The Microsoft-led promo is only part of the story, though. The rubber meets the road inside the AT&T stores, where people are actually making the decisions that will tie them to a contract for the next two years of their lives. We visited three downtown Chicago locations — all in busy parts of the city — and discovered that it was business as usual. No morning rushes were reported; in one of the stores, a single gentleman flicked with curiosity through a cyan Lumia 900 tethered to the wall. At another location, cyan wasn't even out for customers to try, oddly — only the black model was available, which pops far less amidst an entire wall of black Android devices. We also noticed that they were tethered the same way as any other phone, with a big theft-resistant mass of plastic glued to the back. That makes it hard to hold and feel it the way you would in real-world use. Speaking as someone who's used the Lumia 900 at length, I can say that it needs to be held to be fully appreciated.

"They're doing well! We've sold three," we were told

But the store staff sounded encouraged. "They're doing well! We've sold three," we were told at the busiest location we visited around 2:30PM. The statement seemed contradictory — it wasn't clear how three phones could constitute a strong start, but clearly the sales reps have a better feel for the pulse of a new device's buzz level at the cash register than we do. And indeed, they ended up being right: a call to the same store shortly before closing time told us that the phone was sold out in both black and cyan.
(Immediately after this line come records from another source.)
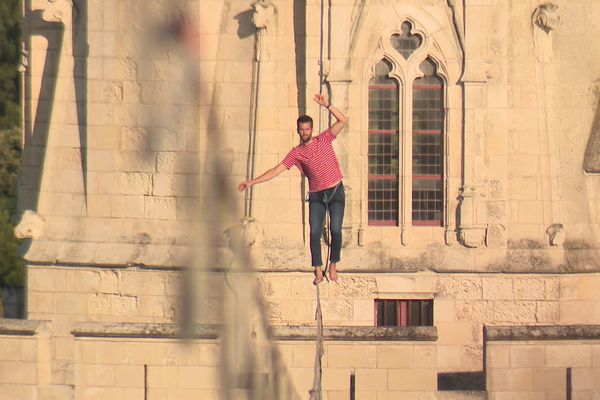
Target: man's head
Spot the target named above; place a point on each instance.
(304, 127)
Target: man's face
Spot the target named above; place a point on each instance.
(305, 131)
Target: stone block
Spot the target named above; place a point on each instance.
(530, 288)
(443, 310)
(497, 356)
(549, 379)
(97, 375)
(425, 356)
(449, 357)
(160, 207)
(497, 288)
(371, 379)
(363, 311)
(202, 354)
(99, 205)
(456, 333)
(198, 378)
(395, 356)
(64, 349)
(163, 185)
(394, 284)
(527, 356)
(547, 312)
(88, 281)
(414, 379)
(520, 395)
(101, 393)
(514, 311)
(510, 379)
(409, 395)
(55, 392)
(586, 379)
(113, 305)
(303, 355)
(127, 206)
(336, 379)
(459, 288)
(135, 183)
(162, 376)
(358, 356)
(566, 355)
(71, 303)
(10, 349)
That store was unable to tell us how many phones they'd received in total, but a nearby store had received 15 to sell and had one black unit remaining; another had sold "maybe four" and had two blacks left. Early evidence suggests that cyan is selling at a better clip. In a way, it's no surprise — it's a refreshing change from the endless run of black and white phones we've seen over the past several years — but in another sense, it's surprising to see normal, everyday consumers step outside their comfort zone to buy a device that looks (and feels) this far off the beaten path.

Sellouts and near-sellouts on day one? iPhone-scale bedlam? Not quite — needless to say, 15 devices in a relatively high-volume urban corporate-owned AT&T store isn't very many, but it might be an encouraging sign for a manufacturer and a platform that are in need of a legitimate success. Either way, it's a slow burn: efforts like Free-Time Machine are clearly built around getting the word out, and it could be several months before we know with certainty whether the 900 has really made a dent.